Foi um ano implacável e a ceifa foi danada: Freddy Mercury, Miles Davis, Gainsbourg, Stan Getz. Todos morreram nesse ano. Mas 1991 ficará para a história como o ano em que emergiram Kurt Cobain e Eddie Vedder. O ano do Nevermind e do Ten. O ano do Blood Sugar Sex Magik dos Red Hot Chili Peppers e do Out of Time dos REM. A cultura pop estava tão ocupada a renovar o seu stock de protagonistas que ninguém se lembrou de acusar 1991 de “serial killer” de estrelas de música. Mas, desde então, tem vindo a comer-se a ela própria. A serpente da indústria começou a mordiscar a própria cauda. E assim de repente dei por mim em 2016 a comprar cromos da Patrulha Pata com o meu filho e, junto às caixas, as revistas da especialidade. Na capa da Blitz, os Metallica. Na Q, os Green Day. Na Rolling Stone, o Harrison Ford. Na MOJO, os REM. No NME, o John Lennon. Em dezembro do mesmíssimo 1991, eu comprei a minha primeira Guitar World, trazia os Megadeth na capa.
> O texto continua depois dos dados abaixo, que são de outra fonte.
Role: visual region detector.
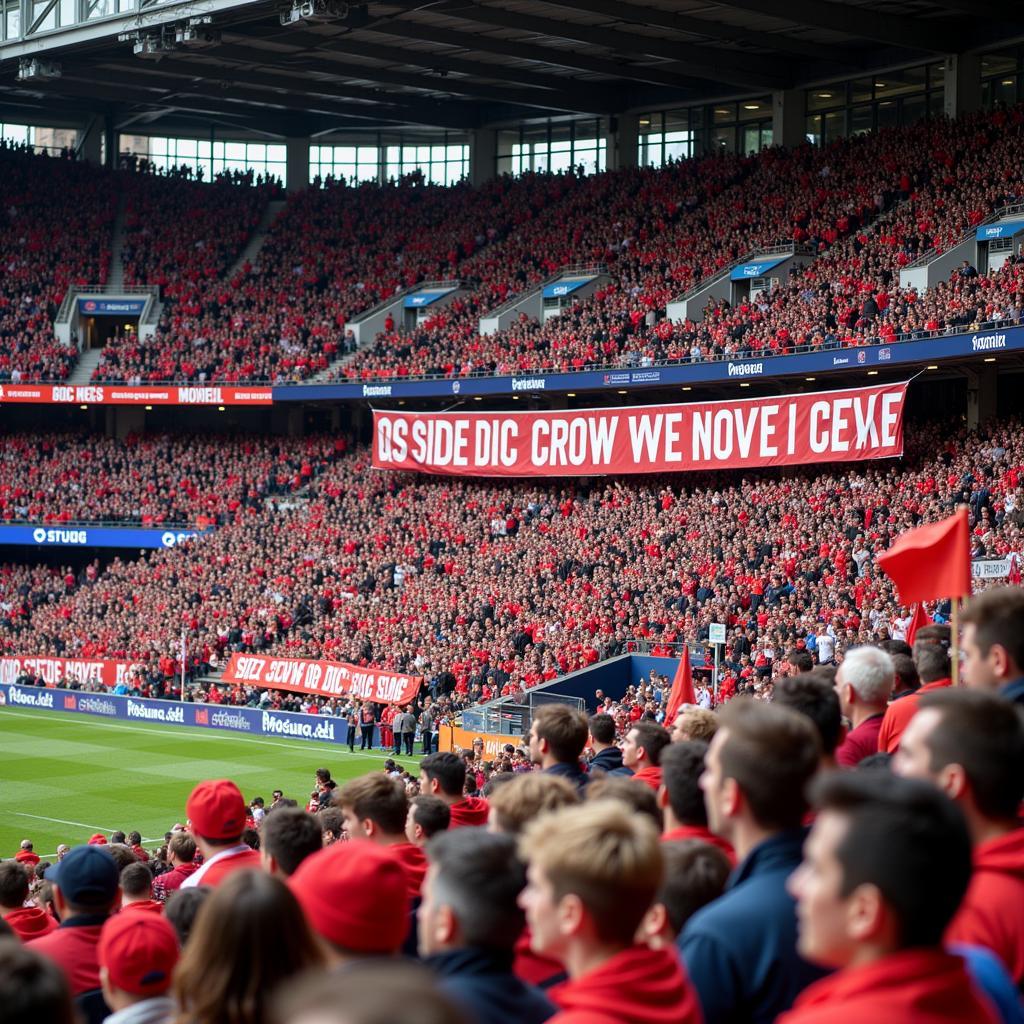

E na de dezembro de 2016? Bob Weir, o septuagenário guitarrista dos Grateful Dead. Pensei no snake, aquele jogo que vinha nos Nokias, e em quando a serpente virava para dentro, num movimento autofágico de fim à vista.
Temos também o caso da Fender, a maior fabricante de guitarras do mundo. A história desta empresa confunde-se com a história da música popular de que aqui se fala. A sua mais recente inovação é o relançamento de alguns dos seus modelos clássicos, vendidos a alto preço. As guitarras Vintage Relic vêm “coçadas” da fábrica, lascadas e riscadas. Com “patine”. São mais caras por isso. Em que outro produto se imagina tal coisa? Um carro riscado de fábrica? Uma máquina de secar esmurrada na montra da Worten? Claro que existem jeans rasgados a sair das tecelagens, mas isso é porque a moda sempre seguiu a pop. O diagnóstico é definitivo: a pop devorou-se a ela própria e é incapaz de gerar novas figuras de proa. Virou-se para dentro. Virou-se para trás por falta de horizonte à vista. Em 2016 podemos falar da sua morte em sentido lato: é o reflexo natural do esvaziamento da expressão que lhe dá o nome: a popularidade. Nada a lamentar. Hoje a informação é ampla, as suas fontes são inesgotáveis, os telemóveis dão acesso à Biblioteca de Alexandria dos nossos tempos e isso é uma coisa boa. Não existem mais Michael Jacksons nas latas da Pepsi do mundo inteiro. O “mainstream” acabou. O talento não acabou nem está em risco, as atenções é que andam dispersas. No ano da morte de Leonard Cohen, Prince e David Bowie, o Justin Bieber passeou-se incógnito por Cascais e a Rhianna foi expulsa de uma discoteca em Londres por um segurança que falhou em reconhecer a estrela (que ocupa o lugar de sumo pontífice da pop atual) numa noite em que esta se estaria a comportar de acordo com o estatuto que tradicionalmente mereceria. No auge da sua popularidade, o António Zambujo foi impedido por um segurança de subir ao palco do próprio concerto. É esta a nova pop sem popularidade. Hoje, a pop é dominada por nomes que emergiram há 40, 50 anos, e isso é algo de inédito na sua história. É como se, quando os Beatles rebentaram, os cabeças de cartaz ainda fossem a Bessie Smith, o Al Jolson e o Bing Crosby. Quando os Stones e os U2 desaparecerem, quem ocupará os seus lugares? Numa pop dominada pelas reedições e pelas digressões de reunião de antigas bandas, é seguro adivinhar: ninguém.
No ano passado, eu ia sempre de uber para o coliseu, quando arranjei por lá um emprego fixo, chamemos-lhe assim. A minha mulher metia conversa com os motoristas, numa rápida sondagem para aferir os índices de popularidade do marido: nenhum tinha ouvido falar de mim. É o sucesso sem fama. Os resultados foram bastante humilhantes para as minhas aspirações de gente famosa. E a amostra até foi representativa: é que ainda foram 28 os inquiridos.